In a letter sent to Secretary of State Mike Pompeo, a bipartisan group of five United States senators is criticizing the State Department for failing to address basic cybersecurity standards.

The letter sent Tuesday points out the department’s failure to safeguard itself from cyber threats, claiming that the State Department is lagging far behind that of other federal agencies in the race to defend itself from cyber attacks.

The letter specifically calls on the State Department to roll out multifactor authentication across its networks since the “password only approach is no longer sufficient to protect sensitive information from sophisticated phishing attempts and other forms of credential theft.”

Multifactor authentication is essential to effective diplomacy, at least according to Sen. Ron Wyden who claims, “Effective diplomacy depends on being able to keep certain things secret from other governments, especially during sensitive negotiations. If State can’t secure their emails from hackers, it will undermine their ability to function as the foreign policy arm of the U.S. government.”

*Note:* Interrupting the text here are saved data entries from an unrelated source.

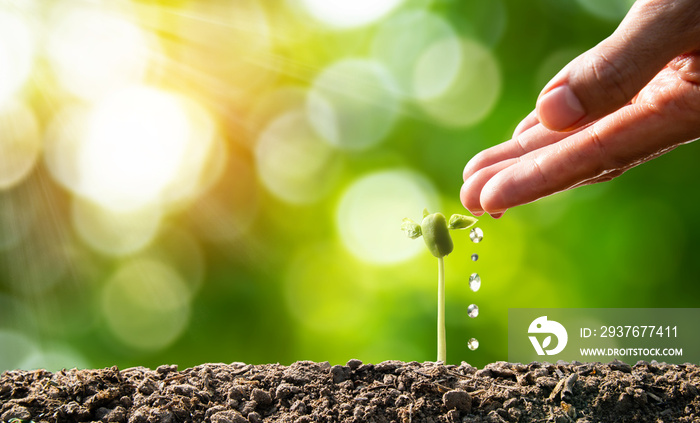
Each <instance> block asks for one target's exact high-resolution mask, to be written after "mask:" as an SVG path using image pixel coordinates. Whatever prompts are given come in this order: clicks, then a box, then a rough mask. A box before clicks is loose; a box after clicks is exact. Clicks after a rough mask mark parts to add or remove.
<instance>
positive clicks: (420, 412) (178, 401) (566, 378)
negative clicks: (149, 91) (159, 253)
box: [0, 360, 700, 423]
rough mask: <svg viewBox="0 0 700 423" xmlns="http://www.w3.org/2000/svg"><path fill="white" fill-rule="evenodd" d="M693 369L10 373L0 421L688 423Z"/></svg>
mask: <svg viewBox="0 0 700 423" xmlns="http://www.w3.org/2000/svg"><path fill="white" fill-rule="evenodd" d="M699 383H700V367H699V366H697V365H692V364H686V365H668V364H658V363H646V362H639V363H637V364H636V365H635V366H630V365H628V364H625V363H621V362H612V363H609V364H582V363H572V364H564V363H558V364H548V363H544V364H542V363H532V364H529V365H522V364H510V363H505V362H498V363H494V364H490V365H487V366H486V367H485V368H484V369H481V370H478V369H476V368H474V367H471V366H469V365H468V364H466V363H462V365H460V366H454V365H442V364H435V363H423V364H420V363H417V362H413V363H403V362H399V361H387V362H383V363H379V364H376V365H373V364H362V362H360V361H359V360H351V361H349V362H348V363H347V365H345V366H339V365H338V366H331V365H330V364H328V363H313V362H297V363H294V364H292V365H291V366H282V365H279V364H268V365H247V364H243V363H233V364H205V365H201V366H197V367H194V368H191V369H186V370H183V371H177V367H176V366H161V367H159V368H157V369H156V370H149V369H145V368H141V367H137V368H130V369H124V370H121V371H120V370H118V369H117V368H116V367H113V368H108V369H102V370H63V371H60V372H57V373H50V372H47V371H42V370H38V371H8V372H5V373H3V374H2V376H0V421H4V422H8V421H10V420H11V419H13V418H16V419H20V420H21V421H24V422H28V421H35V422H43V421H47V422H73V421H75V422H83V421H85V422H89V421H103V422H129V423H146V422H149V423H151V422H152V423H156V422H158V423H169V422H173V423H174V422H211V423H243V422H250V423H256V422H397V423H399V422H402V423H406V422H580V423H583V422H601V421H603V422H655V423H656V422H675V421H681V422H690V421H697V420H698V419H700V399H698V386H699V385H698V384H699Z"/></svg>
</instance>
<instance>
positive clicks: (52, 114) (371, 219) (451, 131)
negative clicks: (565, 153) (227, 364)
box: [0, 0, 700, 370]
mask: <svg viewBox="0 0 700 423" xmlns="http://www.w3.org/2000/svg"><path fill="white" fill-rule="evenodd" d="M629 6H630V1H613V0H606V1H599V0H533V1H527V2H523V1H516V0H488V1H483V0H381V1H379V0H371V1H370V0H363V1H353V2H347V1H328V0H325V1H323V0H286V1H285V0H267V1H258V0H230V1H223V0H221V1H214V0H212V1H207V2H199V1H186V0H180V1H167V2H166V1H162V2H146V1H78V0H62V1H55V2H41V1H39V0H35V1H29V0H25V1H21V2H18V1H13V0H0V370H1V369H12V368H38V367H46V368H49V369H52V370H56V369H60V368H62V367H68V368H70V367H104V366H111V365H118V366H120V367H129V366H135V365H144V366H149V367H155V366H158V365H160V364H164V363H174V364H178V365H179V366H180V367H181V368H185V367H189V366H194V365H197V364H201V363H205V362H233V361H243V362H249V363H268V362H280V363H282V364H289V363H291V362H293V361H296V360H315V361H326V360H328V361H330V362H331V363H334V364H336V363H344V362H345V361H347V360H349V359H351V358H359V359H361V360H363V361H365V362H375V363H376V362H380V361H383V360H388V359H398V360H405V361H412V360H417V361H426V360H435V355H436V353H435V337H436V335H435V332H436V328H435V326H436V285H437V282H436V277H437V262H436V260H435V259H434V258H433V257H432V256H431V255H430V254H429V253H428V251H427V249H425V247H424V245H423V242H422V240H415V241H412V240H410V239H408V238H406V237H405V236H404V234H403V233H402V232H401V231H400V229H399V228H400V224H401V219H402V218H404V217H410V218H412V219H414V220H418V221H419V220H420V218H421V216H422V210H423V208H424V207H428V208H429V209H430V210H431V211H442V212H443V213H445V214H447V215H448V216H449V215H450V214H452V213H464V210H463V208H462V206H461V205H460V203H459V188H460V186H461V182H462V181H461V172H462V169H463V167H464V165H465V163H466V162H467V160H468V159H469V158H471V157H472V156H473V155H474V154H476V153H477V152H478V151H480V150H482V149H484V148H486V147H489V146H492V145H494V144H497V143H499V142H502V141H504V140H506V139H508V138H509V137H510V134H511V133H512V131H513V129H514V128H515V126H516V125H517V123H518V122H519V121H520V120H521V119H522V118H523V117H524V116H525V115H527V114H528V113H529V112H530V111H531V110H532V108H533V107H534V102H535V99H536V97H537V95H538V93H539V91H540V89H541V88H542V87H543V86H544V84H545V83H546V82H547V81H548V80H549V78H551V77H552V76H553V75H554V74H555V73H556V72H557V71H558V70H559V69H560V68H561V67H562V66H563V65H564V64H566V63H567V62H568V61H569V60H571V59H573V58H574V57H575V56H576V55H578V54H580V53H582V52H584V51H586V50H587V49H589V48H591V47H592V46H594V45H595V44H596V43H598V42H599V41H601V40H602V39H604V38H605V37H606V36H607V35H609V34H610V33H611V32H612V31H613V30H614V28H615V27H616V26H617V24H618V23H619V21H620V20H621V19H622V17H623V16H624V14H625V12H626V10H627V9H628V8H629ZM698 158H700V151H699V150H698V147H697V146H696V145H690V146H685V147H682V148H681V149H679V150H677V151H674V152H672V153H670V154H668V155H666V156H664V157H662V158H659V159H657V160H654V161H653V162H651V163H648V164H646V165H644V166H642V167H640V168H638V169H634V170H632V171H630V172H628V173H626V174H625V175H623V176H622V177H620V178H619V179H617V180H615V181H613V182H611V183H606V184H603V185H598V186H590V187H584V188H579V189H576V190H574V191H571V192H566V193H562V194H558V195H555V196H552V197H549V198H546V199H544V200H541V201H539V202H536V203H533V204H530V205H526V206H522V207H518V208H516V209H513V210H510V211H508V212H507V213H506V214H505V216H504V217H503V218H501V219H499V220H493V219H491V218H489V217H488V216H486V217H483V218H482V219H480V221H479V223H478V226H479V227H480V228H481V229H482V230H483V231H484V234H485V235H484V239H483V241H482V242H481V243H478V244H475V243H472V242H471V241H470V240H469V234H468V233H467V231H465V232H453V239H454V241H455V244H456V246H455V251H454V252H453V253H452V254H451V255H450V256H448V257H447V258H446V260H445V264H446V276H447V325H448V327H447V331H448V335H447V336H448V338H447V342H448V349H447V356H448V361H449V362H452V363H459V362H460V361H466V362H468V363H470V364H472V365H477V366H483V365H485V364H486V363H489V362H493V361H497V360H506V359H507V310H508V308H510V307H693V306H696V304H697V297H698V294H700V288H698V285H697V281H698V280H699V279H700V278H699V273H700V264H699V263H700V262H699V261H698V260H697V254H698V250H699V249H698V247H697V243H696V242H695V240H696V239H697V238H696V237H697V236H698V235H699V233H700V222H699V221H698V219H697V216H698V215H700V213H698V212H699V210H698V208H699V207H700V201H698V200H697V198H696V197H697V195H696V192H697V190H696V187H695V186H694V184H693V182H694V181H697V180H699V179H700V167H698V166H697V162H698ZM689 184H690V185H689ZM474 253H476V254H478V255H479V259H478V261H475V262H474V261H472V260H471V255H472V254H474ZM472 273H478V274H479V275H480V276H481V279H482V285H481V289H480V290H479V291H478V292H476V293H474V292H472V291H471V290H469V287H468V279H469V275H470V274H472ZM471 303H474V304H477V305H478V306H479V309H480V314H479V316H478V317H476V318H474V319H472V318H469V317H468V316H467V307H468V305H469V304H471ZM472 337H474V338H476V339H478V340H479V342H480V346H479V348H478V349H477V350H475V351H471V350H469V349H468V348H467V341H468V339H470V338H472Z"/></svg>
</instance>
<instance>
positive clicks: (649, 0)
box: [536, 0, 700, 131]
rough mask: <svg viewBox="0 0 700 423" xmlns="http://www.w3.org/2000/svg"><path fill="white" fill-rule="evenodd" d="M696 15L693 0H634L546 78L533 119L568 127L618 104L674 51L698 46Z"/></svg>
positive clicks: (566, 127)
mask: <svg viewBox="0 0 700 423" xmlns="http://www.w3.org/2000/svg"><path fill="white" fill-rule="evenodd" d="M698 19H700V2H698V1H696V0H680V1H668V0H646V1H641V0H640V1H638V2H637V3H635V4H634V6H633V7H632V9H631V10H630V12H629V13H628V15H627V16H626V17H625V19H624V20H623V21H622V23H621V24H620V26H619V27H618V28H617V29H616V30H615V32H614V33H613V34H612V35H611V36H610V37H608V38H607V39H606V40H604V41H603V42H601V43H600V44H598V45H597V46H596V47H594V48H593V49H591V50H589V51H588V52H586V53H584V54H582V55H581V56H579V57H577V58H576V59H574V60H573V61H572V62H571V63H570V64H569V65H567V66H566V67H565V68H564V69H563V70H562V71H561V72H559V74H557V75H556V76H555V77H554V78H553V79H552V80H551V81H550V82H549V84H547V86H546V87H545V88H544V89H543V91H542V93H541V94H540V97H539V99H538V101H537V106H536V111H537V116H538V118H539V121H540V122H541V123H542V124H543V125H545V126H546V127H548V128H550V129H552V130H556V131H561V130H570V129H572V128H576V127H579V126H581V125H584V124H586V123H589V122H592V121H594V120H596V119H599V118H600V117H602V116H605V115H607V114H609V113H611V112H613V111H615V110H617V109H619V108H620V107H622V106H624V105H625V104H627V103H628V102H629V101H630V100H631V99H632V98H633V97H634V96H635V95H636V94H637V93H638V92H639V91H640V90H641V89H642V87H644V86H645V85H646V84H647V83H648V82H649V81H650V80H651V79H652V78H653V77H654V76H655V75H656V74H657V73H658V72H659V71H660V70H661V69H662V68H663V67H664V66H665V65H666V64H667V63H669V62H670V61H671V60H672V59H673V58H674V57H676V56H678V55H679V54H682V53H684V52H687V51H690V50H693V49H695V48H697V47H698V46H700V44H699V43H698V41H697V40H699V39H700V38H699V37H700V25H698V24H697V21H698Z"/></svg>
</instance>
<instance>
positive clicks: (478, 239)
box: [469, 228, 484, 244]
mask: <svg viewBox="0 0 700 423" xmlns="http://www.w3.org/2000/svg"><path fill="white" fill-rule="evenodd" d="M469 239H471V240H472V242H473V243H475V244H478V243H480V242H481V240H482V239H484V231H482V230H481V228H474V229H472V230H471V231H469Z"/></svg>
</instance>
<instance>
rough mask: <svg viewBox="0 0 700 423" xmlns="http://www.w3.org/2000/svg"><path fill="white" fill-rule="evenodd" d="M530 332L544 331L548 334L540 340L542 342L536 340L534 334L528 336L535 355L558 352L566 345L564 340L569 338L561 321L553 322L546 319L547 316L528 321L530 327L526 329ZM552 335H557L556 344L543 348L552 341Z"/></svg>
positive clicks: (555, 335) (541, 332)
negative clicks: (556, 342) (553, 345)
mask: <svg viewBox="0 0 700 423" xmlns="http://www.w3.org/2000/svg"><path fill="white" fill-rule="evenodd" d="M527 332H528V333H530V334H533V333H538V334H542V333H546V334H550V335H549V336H547V337H546V338H544V339H543V340H542V344H541V345H540V342H539V341H538V340H537V337H536V336H530V337H529V338H530V342H532V346H533V347H535V351H537V355H545V354H547V355H555V354H559V353H560V352H562V351H563V350H564V347H566V342H567V341H568V340H569V336H568V334H567V333H566V329H565V328H564V326H562V324H561V323H559V322H555V321H554V320H547V316H540V317H538V318H536V319H535V320H533V321H532V323H530V327H529V328H528V329H527ZM552 335H554V336H556V337H557V343H556V346H554V347H553V348H550V349H545V348H547V347H549V346H550V344H551V343H552Z"/></svg>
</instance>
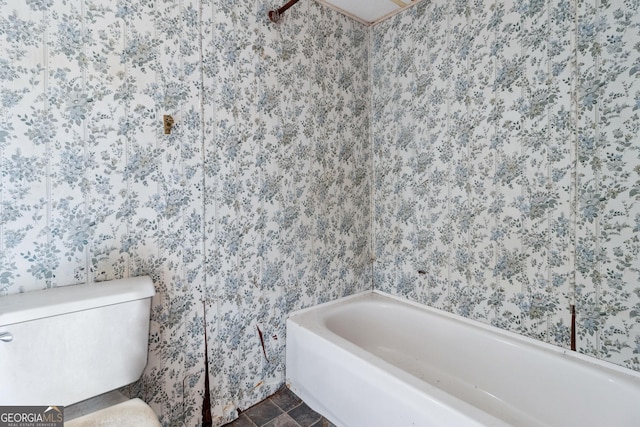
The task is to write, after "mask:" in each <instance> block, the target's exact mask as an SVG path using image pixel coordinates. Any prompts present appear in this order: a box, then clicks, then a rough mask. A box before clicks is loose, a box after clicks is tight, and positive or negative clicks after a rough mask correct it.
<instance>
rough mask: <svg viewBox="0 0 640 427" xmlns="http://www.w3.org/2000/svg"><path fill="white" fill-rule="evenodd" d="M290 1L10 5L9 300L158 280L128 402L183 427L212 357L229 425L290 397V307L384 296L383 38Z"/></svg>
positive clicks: (222, 417) (219, 395)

But the letter claims that the State Department has deployed multifactor authentication on only 11 percent of required agency devices, violating the requirement under the Federal Cybersecurity Enhancement Act of 2015 to use multi-factor authentication for all accounts with elevated privileges.

The letter also points out that the Whitehouse recently deemed the State Department’s cyber readiness level at “high risk” and that a report released last year from the department’s watchdog found that a third of diplomatic missions did not conduct “even the most basic” cyber threat management practices, such as regular reviews and audits of information systems to check of any unusual activity.

Last May President Trump signed an executive order to hold agency heads accountable for cybersecurity and require them to implement the NIST Framework for Improving Critical Infrastructure. However, the State Department’s inability to adopt relatively simple cybersecurity protections highlights the Trump administration’s failure to strengthen cybersecurity defenses across all federal agencies at the most basic level.

While certainly not a silver bullet, Multifactor authentication (MFA) can make it significantly harder for foreign governments or cybercriminals targeting diplomats or other U.S. interests to access accounts. MFA is a basic cybersecurity defense highlighted in the CIS Basic Controls, in specific CIS Control 4 – Controlled Use of Administrative Privileges. Specifically, CIS Sub control 4.5, demands the use of multi-factor authentication and encrypted channels for all administrative account access. Neglecting to implement such a crucial safeguard could result in phishing campaigns to target political campaigns and allow hackers to exploit vulnerabilities in email accounts, applications, and operating systems.